5. John David Booty, Minnesota -- The Vikings are still Tarvaris Jackson's team. But Booty, who was taken by Minnesota with the second pick of the fifth round, makes things much more interesting in a way that merely re-signing veteran backup Gus Frerotte did not. Booty can throw the ball, and this is the pivotal third year for coach Brad Childress in Minnesota, so he can't afford to wait forever for Jackson to develop as a passer.
6. Erik Ainge, New York Jets -- Ainge went in the fifth round, 162nd overall, and he represents another option for a team that isn't quite certain of anything at quarterback other than Kellen Clemens and Chad Pennington will be in a preseason competition. Ainge is probably destined to be a backup in the NFL, but he probably overachieved at Tennessee and might be able to surprise once again.
7. Josh Johnson, Tampa Bay -- I'm absolutely shocked that Jon Gruden took a quarterback. Shocked. Add the University of San Diego's Johnson to the mix that includes Jeff Garcia, Brian Griese, Luke McCown, Bruce Gradkowski and, for the time being at least, Chris Simms. And don't forget -- Tampa still owns the rights to Jake Plummer. Who knows how the Bucs' always-fluid quarterback depth chart will shake out?
8. Kevin O'Connell, New England -- Call me crazy, but I think O'Connell, a third-round pick, isn't going to force Tom Brady to the bench this fall. But taking O'Connell probably got the attention of Patriots backup Matt Cassell, I'll grant you that.
9. Dennis Dixon, Pittsburgh -- The Steelers took a fifth-round chance on Oregon's Dixon, who at least gives them a youthful backup option behind Ben Roethlisberger.
10. Andre Woodson, New York Giants -- The former Kentucky standout fell a long way from last November on, but at least he went to a team that will give him a long look. And why not? All the Giants have behind Eli Manning is David Carr, Anthony Wright and Jared Lorenzen (himself a former Wildcat quarterback).

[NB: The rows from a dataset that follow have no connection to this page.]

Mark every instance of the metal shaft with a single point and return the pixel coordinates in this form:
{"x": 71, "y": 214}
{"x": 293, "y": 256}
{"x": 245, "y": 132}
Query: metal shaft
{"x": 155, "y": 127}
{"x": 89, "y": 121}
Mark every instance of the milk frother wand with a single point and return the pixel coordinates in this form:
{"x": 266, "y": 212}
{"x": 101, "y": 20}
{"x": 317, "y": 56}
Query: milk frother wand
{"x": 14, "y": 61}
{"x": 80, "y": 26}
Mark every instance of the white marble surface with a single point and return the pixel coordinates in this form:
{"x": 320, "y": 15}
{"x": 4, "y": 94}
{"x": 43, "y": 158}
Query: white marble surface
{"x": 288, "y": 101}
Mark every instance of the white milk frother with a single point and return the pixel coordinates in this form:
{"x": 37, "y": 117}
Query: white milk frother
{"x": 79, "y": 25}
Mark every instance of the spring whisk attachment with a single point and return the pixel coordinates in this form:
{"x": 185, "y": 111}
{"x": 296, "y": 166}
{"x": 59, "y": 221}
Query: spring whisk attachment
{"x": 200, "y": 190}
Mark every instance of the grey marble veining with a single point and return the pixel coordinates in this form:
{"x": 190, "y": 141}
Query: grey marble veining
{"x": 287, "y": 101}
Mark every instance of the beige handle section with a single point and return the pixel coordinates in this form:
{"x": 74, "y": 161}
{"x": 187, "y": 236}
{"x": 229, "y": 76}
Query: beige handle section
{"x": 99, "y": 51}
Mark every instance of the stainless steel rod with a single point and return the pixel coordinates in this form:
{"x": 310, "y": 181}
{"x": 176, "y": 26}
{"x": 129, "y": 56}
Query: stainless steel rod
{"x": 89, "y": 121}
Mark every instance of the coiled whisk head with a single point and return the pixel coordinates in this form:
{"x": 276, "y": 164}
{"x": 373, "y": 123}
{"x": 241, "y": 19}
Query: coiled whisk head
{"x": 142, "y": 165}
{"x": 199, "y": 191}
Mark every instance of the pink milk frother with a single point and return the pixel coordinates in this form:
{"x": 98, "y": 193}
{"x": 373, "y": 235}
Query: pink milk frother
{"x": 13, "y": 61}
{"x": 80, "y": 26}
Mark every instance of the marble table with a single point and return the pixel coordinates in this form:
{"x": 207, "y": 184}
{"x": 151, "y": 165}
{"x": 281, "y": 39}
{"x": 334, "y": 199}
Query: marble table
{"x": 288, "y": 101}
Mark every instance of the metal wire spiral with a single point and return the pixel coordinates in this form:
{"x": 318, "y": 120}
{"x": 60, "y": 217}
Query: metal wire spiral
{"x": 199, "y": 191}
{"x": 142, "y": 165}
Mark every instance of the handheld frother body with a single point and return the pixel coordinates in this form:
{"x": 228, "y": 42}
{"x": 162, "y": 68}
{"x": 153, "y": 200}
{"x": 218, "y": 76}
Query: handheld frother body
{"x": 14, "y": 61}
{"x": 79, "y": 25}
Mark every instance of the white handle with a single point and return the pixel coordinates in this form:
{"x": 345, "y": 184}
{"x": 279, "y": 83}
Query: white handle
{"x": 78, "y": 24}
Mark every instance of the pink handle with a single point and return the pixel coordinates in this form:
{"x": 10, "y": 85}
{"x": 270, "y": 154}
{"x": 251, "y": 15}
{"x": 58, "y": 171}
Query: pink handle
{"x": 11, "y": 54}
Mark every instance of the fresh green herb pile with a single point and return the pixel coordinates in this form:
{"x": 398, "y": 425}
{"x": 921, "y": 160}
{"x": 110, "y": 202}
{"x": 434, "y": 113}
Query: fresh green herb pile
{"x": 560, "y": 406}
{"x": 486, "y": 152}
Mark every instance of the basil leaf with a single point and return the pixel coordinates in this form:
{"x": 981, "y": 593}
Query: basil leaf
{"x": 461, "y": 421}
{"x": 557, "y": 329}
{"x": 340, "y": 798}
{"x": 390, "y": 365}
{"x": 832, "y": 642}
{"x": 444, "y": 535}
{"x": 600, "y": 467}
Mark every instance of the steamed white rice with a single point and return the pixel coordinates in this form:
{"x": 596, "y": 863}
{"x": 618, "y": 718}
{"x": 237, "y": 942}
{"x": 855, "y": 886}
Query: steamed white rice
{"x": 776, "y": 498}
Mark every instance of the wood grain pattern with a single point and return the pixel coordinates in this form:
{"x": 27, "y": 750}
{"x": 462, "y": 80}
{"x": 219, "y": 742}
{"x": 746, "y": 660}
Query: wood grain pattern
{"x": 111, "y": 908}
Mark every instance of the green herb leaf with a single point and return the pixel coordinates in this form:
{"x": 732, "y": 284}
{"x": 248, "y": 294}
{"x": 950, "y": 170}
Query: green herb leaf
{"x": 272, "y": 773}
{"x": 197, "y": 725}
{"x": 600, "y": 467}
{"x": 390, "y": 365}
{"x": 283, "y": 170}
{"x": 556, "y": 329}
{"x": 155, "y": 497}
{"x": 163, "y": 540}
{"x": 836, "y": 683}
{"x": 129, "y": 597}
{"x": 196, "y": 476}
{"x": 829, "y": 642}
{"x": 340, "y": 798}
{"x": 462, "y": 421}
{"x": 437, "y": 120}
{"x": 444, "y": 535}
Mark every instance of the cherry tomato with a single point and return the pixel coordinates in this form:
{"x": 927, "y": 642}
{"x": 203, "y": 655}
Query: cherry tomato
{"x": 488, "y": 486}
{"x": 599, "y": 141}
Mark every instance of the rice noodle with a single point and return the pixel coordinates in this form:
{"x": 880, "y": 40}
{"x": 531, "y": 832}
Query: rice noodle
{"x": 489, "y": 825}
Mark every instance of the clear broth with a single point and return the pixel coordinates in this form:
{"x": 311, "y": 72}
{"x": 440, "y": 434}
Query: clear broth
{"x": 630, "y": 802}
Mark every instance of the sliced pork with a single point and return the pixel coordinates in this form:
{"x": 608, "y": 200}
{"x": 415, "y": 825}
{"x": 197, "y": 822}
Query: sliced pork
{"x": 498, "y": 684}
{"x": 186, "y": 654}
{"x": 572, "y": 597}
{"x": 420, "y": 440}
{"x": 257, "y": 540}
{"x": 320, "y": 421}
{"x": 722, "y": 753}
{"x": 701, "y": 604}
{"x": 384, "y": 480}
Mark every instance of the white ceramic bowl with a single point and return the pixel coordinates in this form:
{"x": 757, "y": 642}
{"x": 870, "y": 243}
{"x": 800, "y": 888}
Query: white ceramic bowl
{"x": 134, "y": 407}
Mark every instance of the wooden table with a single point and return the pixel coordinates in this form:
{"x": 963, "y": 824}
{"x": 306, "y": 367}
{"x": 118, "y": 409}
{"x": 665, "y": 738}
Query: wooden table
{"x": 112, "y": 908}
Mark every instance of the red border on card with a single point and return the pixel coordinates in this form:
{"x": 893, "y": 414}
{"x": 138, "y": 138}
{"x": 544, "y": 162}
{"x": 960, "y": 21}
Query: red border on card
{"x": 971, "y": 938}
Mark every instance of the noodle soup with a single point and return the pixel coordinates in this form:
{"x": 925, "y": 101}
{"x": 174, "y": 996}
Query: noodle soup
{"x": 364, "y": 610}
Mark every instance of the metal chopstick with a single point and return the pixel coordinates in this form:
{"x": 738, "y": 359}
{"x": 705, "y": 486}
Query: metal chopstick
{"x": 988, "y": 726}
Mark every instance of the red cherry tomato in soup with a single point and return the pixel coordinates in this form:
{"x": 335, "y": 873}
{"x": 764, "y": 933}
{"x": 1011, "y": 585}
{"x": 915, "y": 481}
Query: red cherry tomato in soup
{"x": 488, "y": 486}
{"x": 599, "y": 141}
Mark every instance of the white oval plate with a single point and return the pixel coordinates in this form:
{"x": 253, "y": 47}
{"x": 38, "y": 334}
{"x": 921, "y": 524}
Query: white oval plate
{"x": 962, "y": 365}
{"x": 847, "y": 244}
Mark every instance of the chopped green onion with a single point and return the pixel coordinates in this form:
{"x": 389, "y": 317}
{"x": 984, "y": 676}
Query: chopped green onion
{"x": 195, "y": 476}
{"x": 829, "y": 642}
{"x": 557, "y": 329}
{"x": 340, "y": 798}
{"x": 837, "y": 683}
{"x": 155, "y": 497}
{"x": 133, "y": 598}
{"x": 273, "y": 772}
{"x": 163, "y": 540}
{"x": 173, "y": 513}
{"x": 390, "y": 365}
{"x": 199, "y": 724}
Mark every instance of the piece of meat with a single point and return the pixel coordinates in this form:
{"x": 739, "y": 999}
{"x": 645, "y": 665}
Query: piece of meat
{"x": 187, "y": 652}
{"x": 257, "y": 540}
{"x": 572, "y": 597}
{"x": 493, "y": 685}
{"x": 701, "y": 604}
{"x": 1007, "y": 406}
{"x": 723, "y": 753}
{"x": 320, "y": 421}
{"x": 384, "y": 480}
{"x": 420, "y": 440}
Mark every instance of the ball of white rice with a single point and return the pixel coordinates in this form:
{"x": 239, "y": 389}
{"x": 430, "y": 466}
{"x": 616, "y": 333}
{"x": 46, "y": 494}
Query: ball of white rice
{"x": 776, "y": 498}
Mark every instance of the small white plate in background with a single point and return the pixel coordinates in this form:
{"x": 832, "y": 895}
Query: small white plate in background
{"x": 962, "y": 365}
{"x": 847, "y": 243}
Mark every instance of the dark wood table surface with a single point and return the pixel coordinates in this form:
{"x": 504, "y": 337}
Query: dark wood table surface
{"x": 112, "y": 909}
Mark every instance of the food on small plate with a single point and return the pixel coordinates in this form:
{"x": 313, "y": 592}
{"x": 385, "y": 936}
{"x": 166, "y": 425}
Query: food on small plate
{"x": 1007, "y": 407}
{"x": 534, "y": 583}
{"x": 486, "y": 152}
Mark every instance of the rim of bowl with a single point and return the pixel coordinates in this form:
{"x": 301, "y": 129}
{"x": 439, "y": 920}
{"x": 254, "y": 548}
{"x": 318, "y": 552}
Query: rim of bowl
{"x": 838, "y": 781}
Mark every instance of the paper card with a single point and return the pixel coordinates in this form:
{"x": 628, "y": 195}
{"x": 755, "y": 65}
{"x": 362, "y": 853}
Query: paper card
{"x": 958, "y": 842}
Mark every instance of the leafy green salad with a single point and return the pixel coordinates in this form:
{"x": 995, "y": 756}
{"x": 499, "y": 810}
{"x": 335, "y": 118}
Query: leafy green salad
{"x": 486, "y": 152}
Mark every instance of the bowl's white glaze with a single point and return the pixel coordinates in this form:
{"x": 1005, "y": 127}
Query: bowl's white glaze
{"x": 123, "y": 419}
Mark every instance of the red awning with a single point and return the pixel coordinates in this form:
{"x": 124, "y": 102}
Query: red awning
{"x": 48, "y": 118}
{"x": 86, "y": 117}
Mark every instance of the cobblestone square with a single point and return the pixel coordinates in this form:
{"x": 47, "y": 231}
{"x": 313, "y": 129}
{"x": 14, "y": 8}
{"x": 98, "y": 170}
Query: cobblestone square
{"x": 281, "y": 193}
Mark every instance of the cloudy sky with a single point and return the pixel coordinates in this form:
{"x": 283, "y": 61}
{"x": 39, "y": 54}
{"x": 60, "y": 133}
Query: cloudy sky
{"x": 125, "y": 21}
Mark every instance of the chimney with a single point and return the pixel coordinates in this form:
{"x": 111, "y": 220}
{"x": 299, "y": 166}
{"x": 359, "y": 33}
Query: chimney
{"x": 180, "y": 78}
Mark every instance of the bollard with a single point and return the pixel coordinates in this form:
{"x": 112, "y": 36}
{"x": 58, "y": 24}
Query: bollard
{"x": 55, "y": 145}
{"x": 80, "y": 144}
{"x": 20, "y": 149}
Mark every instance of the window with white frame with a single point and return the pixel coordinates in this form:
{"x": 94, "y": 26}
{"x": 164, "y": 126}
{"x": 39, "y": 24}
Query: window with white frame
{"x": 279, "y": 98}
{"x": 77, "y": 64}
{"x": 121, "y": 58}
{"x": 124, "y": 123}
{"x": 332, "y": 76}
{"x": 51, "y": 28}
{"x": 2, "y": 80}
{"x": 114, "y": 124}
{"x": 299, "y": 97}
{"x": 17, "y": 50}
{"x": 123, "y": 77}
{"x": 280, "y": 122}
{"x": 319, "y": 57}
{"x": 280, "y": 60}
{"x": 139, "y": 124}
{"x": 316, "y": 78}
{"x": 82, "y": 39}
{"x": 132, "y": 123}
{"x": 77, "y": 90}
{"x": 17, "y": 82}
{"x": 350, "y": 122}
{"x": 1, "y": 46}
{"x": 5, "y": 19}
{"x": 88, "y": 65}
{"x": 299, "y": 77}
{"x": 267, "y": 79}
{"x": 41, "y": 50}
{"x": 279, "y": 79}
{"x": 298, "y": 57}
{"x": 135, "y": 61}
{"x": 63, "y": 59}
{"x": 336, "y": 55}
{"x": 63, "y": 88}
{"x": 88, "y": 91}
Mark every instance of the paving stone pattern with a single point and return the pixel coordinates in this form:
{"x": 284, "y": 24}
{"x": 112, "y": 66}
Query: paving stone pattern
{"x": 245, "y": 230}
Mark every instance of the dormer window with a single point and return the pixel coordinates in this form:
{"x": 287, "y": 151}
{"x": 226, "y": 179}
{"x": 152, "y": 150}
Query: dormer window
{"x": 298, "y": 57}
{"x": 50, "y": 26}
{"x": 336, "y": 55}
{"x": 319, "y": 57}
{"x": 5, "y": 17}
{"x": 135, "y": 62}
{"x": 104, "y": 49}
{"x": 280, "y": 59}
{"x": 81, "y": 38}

11. Colt Brennan, Washington -- The Hawaii star was worth a sixth-rounder for the Redskins, who are set with starter Jason Campbell and backup Todd Collins, but have need for a No. 3 passer to develop. Brennan getting the chance to be schooled in head coach Jim Zorn's version of the West Coast offense sounds like a break for him.
Let me get this straight: the Lions traded two picks to Miami to select Central Florida running back Kevin Smith with the first selection of the draft's second day, No. 64 overall? I think I'm beginning to understand the draft strategy in Detroit. Whenever possible, you take the best available generically named running back -- providing his first name is Kevin.
The Lions cut injury-prone veteran running back Kevin Jones (first round, 2004) earlier this offseason and just replaced him with Kevin Smith. What, was Kevin Doe draft ineligible?
But seriously, not a bad recovery by the Lions after passing on Illinois running back Rashard Mendenhall with their No. 15 first-round pick on Saturday. Smith, of course, led the nation in rushing last year for UCF, and listening to him at the scouting combine in February, he clearly has a chip on his shoulder with something to prove to the teams that classified him a second-day pick. Detroit seems satisfied to go to work with a backfield tandem of Tatum Bell and Smith.
San Diego really must have a conviction about LSU fullback/running back Jacob Hester, throwing New England a second-round pick in 2009, plus a fifth this year to move back into the third round and take Hester 69th overall. Hester is certainly a different kind of runner than the departed Michael Turner, LaDainian Tomlinson's former backup, but he has been productive for the Tigers, rushing for more than 1,100 yards last season.
I'm going to give Chargers general manager A.J. Smith the benefit of the doubt on this one because his body of work in the past five drafts or so deserves it. When Smith targets a player and goes after him, he usually knows what he's doing. And let's face it: The Chargers' roster is so talent laden that Smith can afford to be choosey and take a few chances.